The scaffold lives at experiments/05-full-voice-loop/. The full README is at experiments/05-full-voice-loop/README.md.


What this experiment proves

  1. The four pipeline stages from voice_ai_architecture.md § 0 work together end-to-end without manual hand-offs:
  2. Mic -> Whisper.WhisperManager -> text (EXP-02 pattern).
  3. text -> TemporaryMemory.BuildPromptBlock() (Layer 2) + SautiRag.SearchAsync(query, 3) (Layer 3) -> enriched prompt (§ 4.5 verbatim).
  4. prompt -> LLMUnity.LLMAgent.Chat(...) -> cumulative-text callback (EXP-03 / EXP-04 pattern).
  5. LLM response -> sentence-boundary OnSpeechReady(string) event -> on-screen text (or a Kokoro TTS hook in your own integration).
  6. The three Sauti memory layers compose correctly: TemporaryMemory for facts, SautiRag for world knowledge, LLMAgent.chat history for conversation continuity.
  7. A real voice round-trip from speech input to spoken-ready response is reachable on the current scaffold + downloaded models.

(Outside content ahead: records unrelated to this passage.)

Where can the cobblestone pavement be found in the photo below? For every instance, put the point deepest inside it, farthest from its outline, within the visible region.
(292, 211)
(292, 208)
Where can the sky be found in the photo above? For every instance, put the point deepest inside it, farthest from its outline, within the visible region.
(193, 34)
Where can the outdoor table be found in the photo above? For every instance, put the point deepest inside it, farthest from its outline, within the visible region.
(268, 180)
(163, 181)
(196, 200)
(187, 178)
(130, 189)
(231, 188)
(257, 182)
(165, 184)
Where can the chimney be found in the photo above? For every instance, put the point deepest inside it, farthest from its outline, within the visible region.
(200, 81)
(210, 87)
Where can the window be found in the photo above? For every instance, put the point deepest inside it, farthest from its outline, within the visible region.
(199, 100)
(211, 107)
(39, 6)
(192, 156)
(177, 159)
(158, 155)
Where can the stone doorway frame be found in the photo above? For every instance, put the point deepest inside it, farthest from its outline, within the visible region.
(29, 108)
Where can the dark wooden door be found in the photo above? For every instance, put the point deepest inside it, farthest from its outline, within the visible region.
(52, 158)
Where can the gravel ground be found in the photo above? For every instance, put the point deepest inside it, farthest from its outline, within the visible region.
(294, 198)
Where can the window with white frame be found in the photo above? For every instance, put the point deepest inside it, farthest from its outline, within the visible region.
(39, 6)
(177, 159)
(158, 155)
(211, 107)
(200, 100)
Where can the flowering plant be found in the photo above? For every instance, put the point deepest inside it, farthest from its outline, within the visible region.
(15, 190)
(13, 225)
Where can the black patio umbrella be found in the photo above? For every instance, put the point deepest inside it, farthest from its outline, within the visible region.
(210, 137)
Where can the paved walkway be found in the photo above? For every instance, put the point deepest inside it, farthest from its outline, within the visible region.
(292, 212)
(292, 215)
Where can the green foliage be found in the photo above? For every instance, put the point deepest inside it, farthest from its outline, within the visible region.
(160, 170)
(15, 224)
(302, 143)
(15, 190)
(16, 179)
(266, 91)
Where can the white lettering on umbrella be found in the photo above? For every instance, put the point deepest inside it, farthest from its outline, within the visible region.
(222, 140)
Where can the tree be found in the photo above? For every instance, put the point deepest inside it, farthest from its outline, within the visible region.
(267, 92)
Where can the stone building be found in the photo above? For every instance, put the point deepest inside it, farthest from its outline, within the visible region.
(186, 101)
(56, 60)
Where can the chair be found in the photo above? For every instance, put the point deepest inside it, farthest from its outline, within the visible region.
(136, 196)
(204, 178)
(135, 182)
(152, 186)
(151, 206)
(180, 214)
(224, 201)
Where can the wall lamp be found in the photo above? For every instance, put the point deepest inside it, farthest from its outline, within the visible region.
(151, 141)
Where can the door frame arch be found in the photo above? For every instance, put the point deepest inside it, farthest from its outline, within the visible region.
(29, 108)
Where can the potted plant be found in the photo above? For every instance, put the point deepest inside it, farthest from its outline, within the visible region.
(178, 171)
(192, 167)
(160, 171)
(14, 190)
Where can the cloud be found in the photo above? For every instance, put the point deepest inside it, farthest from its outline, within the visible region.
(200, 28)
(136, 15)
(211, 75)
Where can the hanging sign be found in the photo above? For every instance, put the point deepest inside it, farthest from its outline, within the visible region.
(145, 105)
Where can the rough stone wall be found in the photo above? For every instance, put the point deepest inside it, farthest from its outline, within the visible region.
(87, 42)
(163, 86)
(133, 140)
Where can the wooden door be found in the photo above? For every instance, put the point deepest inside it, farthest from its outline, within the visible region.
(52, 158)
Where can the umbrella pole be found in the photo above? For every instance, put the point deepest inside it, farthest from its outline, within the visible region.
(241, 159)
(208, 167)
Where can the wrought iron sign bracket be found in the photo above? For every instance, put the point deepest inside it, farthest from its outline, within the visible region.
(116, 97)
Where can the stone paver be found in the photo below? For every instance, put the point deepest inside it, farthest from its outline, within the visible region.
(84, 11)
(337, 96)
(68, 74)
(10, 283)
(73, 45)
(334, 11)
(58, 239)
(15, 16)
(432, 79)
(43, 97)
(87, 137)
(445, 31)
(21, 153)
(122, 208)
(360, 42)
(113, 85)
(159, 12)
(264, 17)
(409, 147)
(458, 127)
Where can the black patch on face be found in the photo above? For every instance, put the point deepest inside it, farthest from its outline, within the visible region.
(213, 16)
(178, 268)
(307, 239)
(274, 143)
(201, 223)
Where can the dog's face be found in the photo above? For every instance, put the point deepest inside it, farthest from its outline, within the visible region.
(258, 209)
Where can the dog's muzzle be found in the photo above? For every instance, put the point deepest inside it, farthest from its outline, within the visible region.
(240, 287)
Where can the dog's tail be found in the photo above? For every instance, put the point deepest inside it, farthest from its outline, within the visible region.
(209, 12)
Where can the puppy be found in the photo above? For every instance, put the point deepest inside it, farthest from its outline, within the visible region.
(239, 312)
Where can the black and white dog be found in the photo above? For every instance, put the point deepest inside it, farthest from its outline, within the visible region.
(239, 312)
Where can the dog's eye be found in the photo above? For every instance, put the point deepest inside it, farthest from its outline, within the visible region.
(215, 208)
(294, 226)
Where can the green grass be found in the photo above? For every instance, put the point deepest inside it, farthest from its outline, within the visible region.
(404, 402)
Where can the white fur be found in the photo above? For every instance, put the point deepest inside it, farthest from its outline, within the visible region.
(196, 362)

The only thing keeping this from playing audio out of the box is wiring OnSpeechReady to a KokoroTtsRunner (~10 lines).

This is the reference orchestrator. When you write your own voice-AI MonoBehaviour, copy this file as your starting point.


Code walkthrough

Source: experiments/05-full-voice-loop/FullVoiceLoop.cs.

Init flow (Awake)

  1. Resolve the STT model directory (prefers whisper-small, falls back to whisper-tiny).
  2. Resolve the LLM GGUF (prefers Qwen3, falls back to Gemma3 once it lands post-v1.2).
  3. Add WhisperManager, LLM, LLMAgent components to the host GameObject.
  4. Initialise each: await whisper.InitModel(), await llm.WaitUntilReady().
  5. Set llmAgent.systemPrompt = AssembleSystemPrompt() (the canonical Sauti prompt).
  6. Optionally add a RAG component, init it, wrap in LlmUnityRagBackend, wrap in SautiRag, await rag.LoadAsync(dbPath).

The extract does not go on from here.